As I have indicated earlier I am satisfied that the procedural step taken on behalf of the Bank and the other defendants did not amount to acquiescence on the part of the Bank or the other defendants in the inexcusable delay on the part of Builders.
I am also satisfied that the Bank, by its conduct, did not induce the plaintiff to incur further expense in pursuing the action. The steps which the Bank took were, reasonable in the circumstances.
As I have indicated, the considerations which I have identified earlier in relation to the contumelious conduct of Homes apply also in respect of the conduct of Builders.
I am, therefore, satisfied that the inordinate and excusable delay on the part of Builders in prosecuting its claim has given rise to a substantial risk that a fair trial of the issues in this case will not be possible in the foreseeable future.
It follows that the claim by the Builders against the Bank will be dismissed.
MOTIONS BY DELOITTES AGAINST HOMES AND BUILDERS
The considerations which apply to the motions by the Bank against Homes and Builders apply with equal force to the motions brought by Deloittes seeking to dismiss the claims against it by Homes and Builders.
The sequence of events is similar and the inaction and dilatoriness on the part of Homes and Builders is similar if not identical to that demonstrated in respect of the respective claims by Homes and Builders against the Bank.
On the evidence therefore I am satisfied that periods of inactivity by both Homes and Builders in prosecuting their respective claims against Deloittes were inordinate in the circumstances and that no adequate explanation has been offered on behalf of either Homes or Builders to justify those delays. The delays were therefore inexcusable.
I am satisfied on the evidence that the procedural steps taken on behalf of Deloittes and the other defendants did not amount to acquiescence on the part of Deloittes or the other defendants in respect of the inexcusable delay on the part Homes and Builders.
I am also satisfied that Deloittes, by its conduct, did not induce either Homes or Builders to incur further expense in pursuing their respective actions.
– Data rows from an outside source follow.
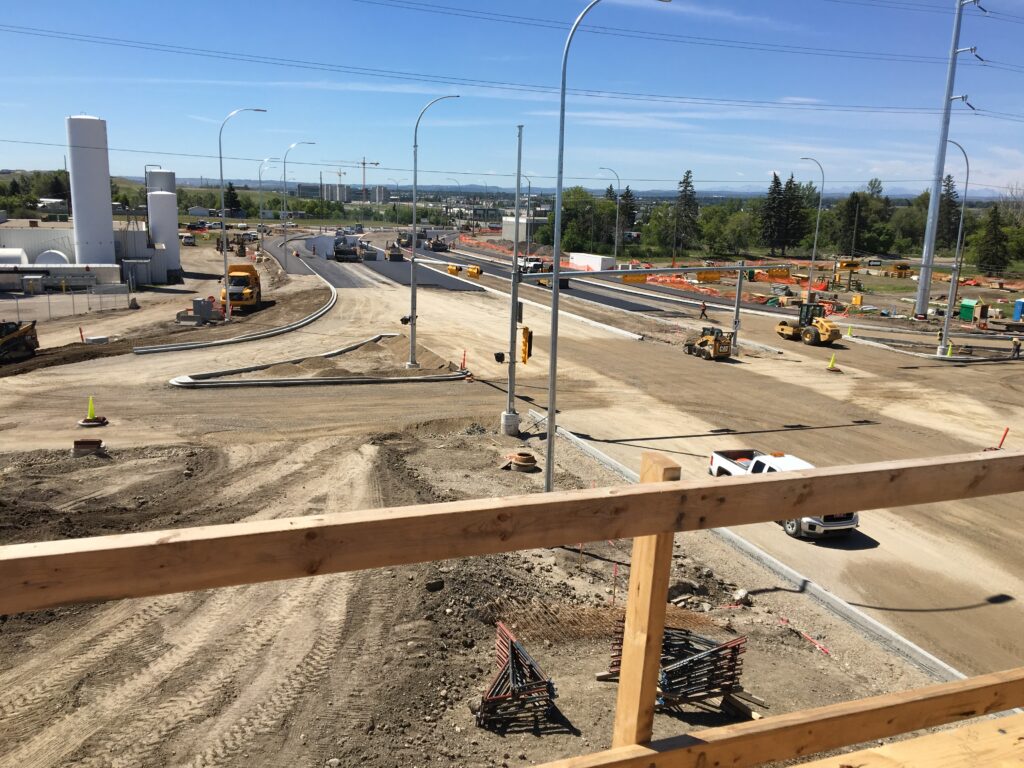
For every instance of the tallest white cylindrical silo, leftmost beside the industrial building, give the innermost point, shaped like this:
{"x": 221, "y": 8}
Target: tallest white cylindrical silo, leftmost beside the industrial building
{"x": 91, "y": 191}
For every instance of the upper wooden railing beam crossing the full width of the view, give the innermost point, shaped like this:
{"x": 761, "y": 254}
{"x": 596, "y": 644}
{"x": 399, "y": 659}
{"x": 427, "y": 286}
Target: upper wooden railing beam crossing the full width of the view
{"x": 51, "y": 574}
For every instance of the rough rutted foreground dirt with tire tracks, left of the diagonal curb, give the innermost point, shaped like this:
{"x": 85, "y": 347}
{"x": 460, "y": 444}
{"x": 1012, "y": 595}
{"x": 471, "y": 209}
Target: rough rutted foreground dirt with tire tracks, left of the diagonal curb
{"x": 377, "y": 668}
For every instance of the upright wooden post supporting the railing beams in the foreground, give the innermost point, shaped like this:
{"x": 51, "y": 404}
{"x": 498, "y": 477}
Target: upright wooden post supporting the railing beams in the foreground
{"x": 645, "y": 620}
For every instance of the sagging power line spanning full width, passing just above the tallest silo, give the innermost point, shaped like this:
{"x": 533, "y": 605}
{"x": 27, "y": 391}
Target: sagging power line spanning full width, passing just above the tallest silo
{"x": 484, "y": 84}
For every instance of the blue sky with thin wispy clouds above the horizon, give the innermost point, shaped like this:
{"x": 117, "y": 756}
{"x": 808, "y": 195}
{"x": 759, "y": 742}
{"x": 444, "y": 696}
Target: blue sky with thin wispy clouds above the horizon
{"x": 163, "y": 102}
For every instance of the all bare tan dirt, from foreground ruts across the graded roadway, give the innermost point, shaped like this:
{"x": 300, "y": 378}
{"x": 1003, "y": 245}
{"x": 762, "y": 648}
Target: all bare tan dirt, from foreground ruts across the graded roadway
{"x": 371, "y": 667}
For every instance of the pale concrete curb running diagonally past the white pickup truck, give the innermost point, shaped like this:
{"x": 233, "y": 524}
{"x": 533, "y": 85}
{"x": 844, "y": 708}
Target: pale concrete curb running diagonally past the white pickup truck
{"x": 874, "y": 629}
The steps taken by Deloittes were reasonable in the circumstances.
The considerations which I have identified earlier in relation to the contumelious conduct of Homes and Builders in respect of the Bank apply also in respect of Deloittes.
I am therefore satisfied that the inordinate and inexcusable delay on the part of both Homes and Builders in prosecuting their respective claims have given rise to the substantial risk that a fair trial of the issues in their respective claims will not be possible in the foreseeable future.
It follows that the claims by both Homes and Builders against Deloittes will be dismissed.
Deloittes have also applied pursuant to the provisions of Order 122, Rule 11 of the Rules of the Superior Courts for an order dismissing the claims of Homes and Builders for want of prosecution.
Since I have dismissed the claims by Homes and Builders against Deloittes on the grounds of inordinate and inexcusable delay issues it is unnecessary for this court to proceed further and deal with the applications on behalf of Deloittes made pursuant to the provisions of Order 122, Rule11.